Article ID: | iaor2006203 |
Country: | Finland |
Volume: | 38 |
Issue: | 3 |
Start Page Number: | 319 |
End Page Number: | 332 |
Publication Date: | Jan 2004 |
Journal: | Silva Fennica |
Authors: | Heinonen Tero, Pukkala Timo |
Keywords: | heuristics, optimization: simulated annealing, programming: integer, programming: multiple criteria |
This study presents a comparison of the performance of four heuristic techniques with one- and two-compartment neighbourhoods in harvest scheduling problems including a spatial objective variable. The tested heuristics were random ascent, Hero, simulated annealing and tabu search. All methods seek better solutions by inspecting the neighbourhood solutions, which are combinations that can be obtained by changing the treatment schedule in one (one-compartment neighbourhood) or two (two-compartment neighbourhood) compartments. The methods and neighbourhoods were examined in one artifical and four real landscapes ranging from 700 to 981 ha in size. The landscapes had 608 to 900 stand compartments, and the examined planning problems had 2986 and 4773 binary decision variables. The objective function was a multi-objective utility function. The spatial objective variable was the percentage of compartment boundary that joins two compartments, both of which are to be cut during the same 20-year period.

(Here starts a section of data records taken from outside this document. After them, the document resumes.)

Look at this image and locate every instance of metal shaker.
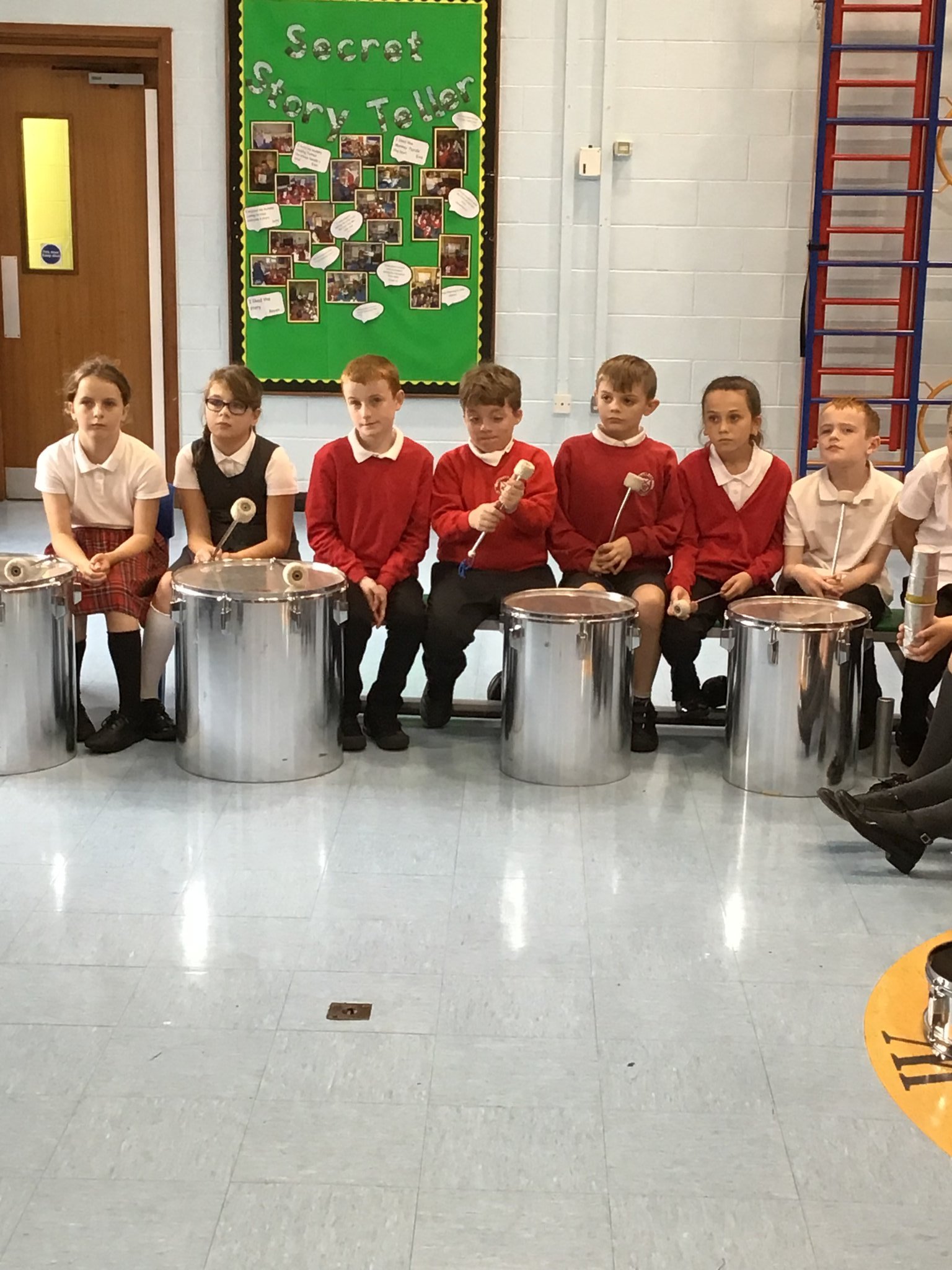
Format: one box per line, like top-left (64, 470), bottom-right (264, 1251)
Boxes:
top-left (902, 546), bottom-right (940, 649)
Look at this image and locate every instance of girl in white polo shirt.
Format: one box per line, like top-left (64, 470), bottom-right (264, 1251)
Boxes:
top-left (141, 365), bottom-right (301, 740)
top-left (781, 397), bottom-right (902, 749)
top-left (35, 357), bottom-right (169, 755)
top-left (894, 407), bottom-right (952, 767)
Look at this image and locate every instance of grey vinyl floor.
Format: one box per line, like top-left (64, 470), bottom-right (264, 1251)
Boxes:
top-left (0, 504), bottom-right (952, 1270)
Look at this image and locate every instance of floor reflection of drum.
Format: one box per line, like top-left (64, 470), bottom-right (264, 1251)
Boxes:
top-left (0, 555), bottom-right (76, 776)
top-left (723, 596), bottom-right (870, 797)
top-left (173, 560), bottom-right (346, 781)
top-left (923, 944), bottom-right (952, 1058)
top-left (500, 588), bottom-right (637, 785)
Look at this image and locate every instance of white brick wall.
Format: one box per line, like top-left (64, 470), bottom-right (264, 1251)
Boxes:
top-left (4, 0), bottom-right (952, 480)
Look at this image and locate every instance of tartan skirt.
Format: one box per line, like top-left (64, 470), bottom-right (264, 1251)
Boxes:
top-left (46, 526), bottom-right (169, 624)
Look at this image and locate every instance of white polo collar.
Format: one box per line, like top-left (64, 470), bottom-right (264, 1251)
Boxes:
top-left (816, 462), bottom-right (876, 504)
top-left (346, 428), bottom-right (403, 464)
top-left (591, 424), bottom-right (647, 450)
top-left (707, 446), bottom-right (773, 486)
top-left (73, 432), bottom-right (126, 473)
top-left (466, 437), bottom-right (515, 468)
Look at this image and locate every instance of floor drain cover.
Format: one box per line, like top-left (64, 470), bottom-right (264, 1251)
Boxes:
top-left (327, 1001), bottom-right (373, 1021)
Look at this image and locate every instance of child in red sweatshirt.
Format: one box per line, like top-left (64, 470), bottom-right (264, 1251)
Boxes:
top-left (661, 375), bottom-right (791, 722)
top-left (306, 354), bottom-right (433, 749)
top-left (420, 362), bottom-right (556, 728)
top-left (550, 355), bottom-right (682, 753)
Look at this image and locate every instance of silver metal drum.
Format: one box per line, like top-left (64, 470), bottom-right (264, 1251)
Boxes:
top-left (923, 944), bottom-right (952, 1058)
top-left (0, 555), bottom-right (76, 776)
top-left (721, 596), bottom-right (870, 797)
top-left (500, 589), bottom-right (638, 785)
top-left (171, 560), bottom-right (346, 781)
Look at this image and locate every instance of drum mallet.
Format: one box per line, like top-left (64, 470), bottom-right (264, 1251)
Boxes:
top-left (671, 590), bottom-right (723, 623)
top-left (608, 473), bottom-right (654, 542)
top-left (214, 498), bottom-right (258, 555)
top-left (458, 458), bottom-right (536, 578)
top-left (830, 489), bottom-right (855, 578)
top-left (4, 556), bottom-right (33, 585)
top-left (281, 560), bottom-right (309, 590)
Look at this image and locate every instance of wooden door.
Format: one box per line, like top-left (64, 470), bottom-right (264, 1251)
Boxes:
top-left (0, 56), bottom-right (152, 497)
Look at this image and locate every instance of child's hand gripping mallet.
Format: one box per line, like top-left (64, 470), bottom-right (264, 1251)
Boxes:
top-left (671, 590), bottom-right (723, 623)
top-left (459, 458), bottom-right (536, 578)
top-left (214, 498), bottom-right (258, 560)
top-left (830, 489), bottom-right (855, 578)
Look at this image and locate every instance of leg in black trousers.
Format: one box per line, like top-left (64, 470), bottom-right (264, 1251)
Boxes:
top-left (364, 578), bottom-right (426, 732)
top-left (421, 561), bottom-right (555, 728)
top-left (896, 587), bottom-right (952, 763)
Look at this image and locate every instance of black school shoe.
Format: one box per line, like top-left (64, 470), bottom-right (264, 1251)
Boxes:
top-left (420, 680), bottom-right (453, 728)
top-left (139, 697), bottom-right (175, 740)
top-left (86, 710), bottom-right (143, 755)
top-left (76, 703), bottom-right (97, 745)
top-left (363, 711), bottom-right (410, 753)
top-left (631, 697), bottom-right (658, 755)
top-left (338, 715), bottom-right (367, 755)
top-left (839, 794), bottom-right (932, 874)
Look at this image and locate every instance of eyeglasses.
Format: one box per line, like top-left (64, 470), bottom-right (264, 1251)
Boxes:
top-left (205, 397), bottom-right (247, 415)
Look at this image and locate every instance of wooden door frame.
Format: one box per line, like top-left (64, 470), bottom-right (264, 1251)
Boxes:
top-left (0, 22), bottom-right (179, 499)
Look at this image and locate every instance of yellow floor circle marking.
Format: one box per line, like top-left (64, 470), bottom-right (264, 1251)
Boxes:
top-left (865, 931), bottom-right (952, 1156)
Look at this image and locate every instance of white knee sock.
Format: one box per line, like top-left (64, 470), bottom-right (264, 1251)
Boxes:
top-left (141, 605), bottom-right (175, 701)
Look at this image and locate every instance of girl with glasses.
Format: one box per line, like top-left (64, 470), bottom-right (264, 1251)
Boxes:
top-left (142, 365), bottom-right (301, 740)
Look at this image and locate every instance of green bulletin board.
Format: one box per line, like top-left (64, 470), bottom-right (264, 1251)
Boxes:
top-left (229, 0), bottom-right (499, 394)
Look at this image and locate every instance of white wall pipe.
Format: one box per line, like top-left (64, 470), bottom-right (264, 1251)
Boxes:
top-left (591, 0), bottom-right (619, 371)
top-left (556, 0), bottom-right (586, 393)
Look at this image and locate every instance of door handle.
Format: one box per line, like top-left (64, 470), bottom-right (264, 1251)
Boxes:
top-left (0, 255), bottom-right (20, 339)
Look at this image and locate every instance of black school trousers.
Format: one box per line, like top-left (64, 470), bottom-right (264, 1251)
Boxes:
top-left (899, 587), bottom-right (952, 740)
top-left (423, 560), bottom-right (555, 690)
top-left (781, 582), bottom-right (886, 728)
top-left (343, 578), bottom-right (426, 720)
top-left (661, 578), bottom-right (773, 703)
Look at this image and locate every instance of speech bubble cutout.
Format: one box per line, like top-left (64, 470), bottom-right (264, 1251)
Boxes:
top-left (245, 203), bottom-right (281, 230)
top-left (453, 110), bottom-right (482, 132)
top-left (377, 260), bottom-right (413, 287)
top-left (443, 287), bottom-right (470, 305)
top-left (448, 189), bottom-right (480, 221)
top-left (311, 246), bottom-right (340, 269)
top-left (247, 291), bottom-right (284, 318)
top-left (330, 212), bottom-right (363, 239)
top-left (390, 137), bottom-right (430, 164)
top-left (291, 141), bottom-right (330, 171)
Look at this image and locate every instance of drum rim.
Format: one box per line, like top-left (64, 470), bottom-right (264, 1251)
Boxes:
top-left (499, 587), bottom-right (638, 625)
top-left (171, 556), bottom-right (346, 605)
top-left (0, 551), bottom-right (76, 590)
top-left (726, 596), bottom-right (872, 631)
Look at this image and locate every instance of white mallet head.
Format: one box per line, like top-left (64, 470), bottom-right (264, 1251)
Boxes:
top-left (4, 556), bottom-right (33, 583)
top-left (231, 498), bottom-right (258, 525)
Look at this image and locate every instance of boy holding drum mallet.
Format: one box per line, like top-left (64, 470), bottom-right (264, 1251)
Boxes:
top-left (781, 397), bottom-right (902, 749)
top-left (305, 353), bottom-right (433, 750)
top-left (892, 407), bottom-right (952, 767)
top-left (550, 355), bottom-right (683, 753)
top-left (420, 362), bottom-right (556, 728)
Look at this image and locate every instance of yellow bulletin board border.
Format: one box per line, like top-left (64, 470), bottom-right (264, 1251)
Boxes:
top-left (863, 931), bottom-right (952, 1156)
top-left (227, 0), bottom-right (500, 396)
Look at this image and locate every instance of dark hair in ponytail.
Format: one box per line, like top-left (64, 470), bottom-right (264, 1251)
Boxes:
top-left (194, 362), bottom-right (264, 468)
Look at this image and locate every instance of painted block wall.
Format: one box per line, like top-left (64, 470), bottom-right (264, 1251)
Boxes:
top-left (4, 0), bottom-right (952, 485)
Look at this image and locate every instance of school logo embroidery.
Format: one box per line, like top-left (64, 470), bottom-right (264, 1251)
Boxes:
top-left (865, 932), bottom-right (952, 1156)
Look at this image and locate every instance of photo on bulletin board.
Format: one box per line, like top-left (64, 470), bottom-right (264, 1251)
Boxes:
top-left (229, 0), bottom-right (500, 395)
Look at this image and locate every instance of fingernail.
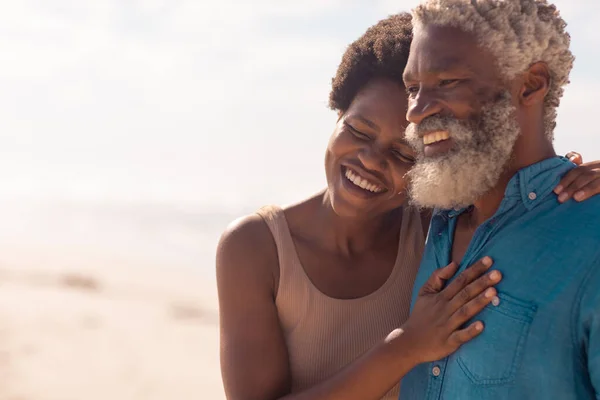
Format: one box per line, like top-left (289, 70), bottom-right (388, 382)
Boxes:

The non-spatial objectives were net incomes of three consecutive 20-year management periods and the remaining growing stock volume at the end of the third 20-year period. In another problem formulation, the total harvest of the first 20-year period was used as an objective variable together with the spatial objective. The results showed that a two-compartment neighbourhood was systematically and often clearly better than a one-compartment neighbourhood. The improvements were greatest with the simplest heuristics, random ascent and Hero. Of the four heuristics, tabu search and simulated appealing proved to be the best methods, but with a two-compartment neighbourhood the differences between methods were negligible.